I struggle with it sometimes because in some way, I think that to have allowed this to change me is to have failed to believe God through it all. God defines me and has since I received Jesus as my Savior many years ago. If I am defined by God, then how can a circumstance change me to the core.
Christopher’s death hasn’t ultimately changed me; it hasn’t redefined me, but it has changed how who I am is manifested to others. What you see is closer to who I am than what may have been true before Christopher’s death. I struggle a lot. I have a hard time believing that a perfect God could/would choose to love me perfectly, no matter what I do. I have a hard time imagining that there is nothing that will change the fact that I am precious to Him and that this relationship is guaranteed. I’ve always struggled with that, but perhaps not so openly.
I confess that it is hard to reconcile all those realities to what I know that same loving God allowed that night in December 2007. It doesn’t make sense to me in the context of this perfect loving that He has for me. It makes sense in terms of Christopher, but not for me.

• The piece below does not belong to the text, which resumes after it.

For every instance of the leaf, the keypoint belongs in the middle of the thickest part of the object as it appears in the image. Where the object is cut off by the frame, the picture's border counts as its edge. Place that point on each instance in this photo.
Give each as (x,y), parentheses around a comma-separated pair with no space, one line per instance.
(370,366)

I’ve never had patience with people who made the faith sound easy, but now I am more likely to tell them that it doesn’t work that way for me. I’ve never appreciated it when people simply say that all it takes to make all of life (in Christ) work for them is to “let go and let God.” They don’t realize what it really means to “let God.” Sometimes “letting God” means that you are required to really let go. That hurts and I suspect that these people have no idea.
Truthfully, at the same time, I am glad for them. I’d rather not know how much letting go that God sometimes requires . . . and He doesn’t always ask. I don’t think too often about if I was holding on to Christopher too tightly, because it doesn’t really matter. We can hold things in our open hand, not really thinking that God would, in fact, take it from us, but I’m here to say that sometimes He does.
And because He did, “I’m not who I was” and that is apparently okay, because it isn’t a surprise to God, now is it?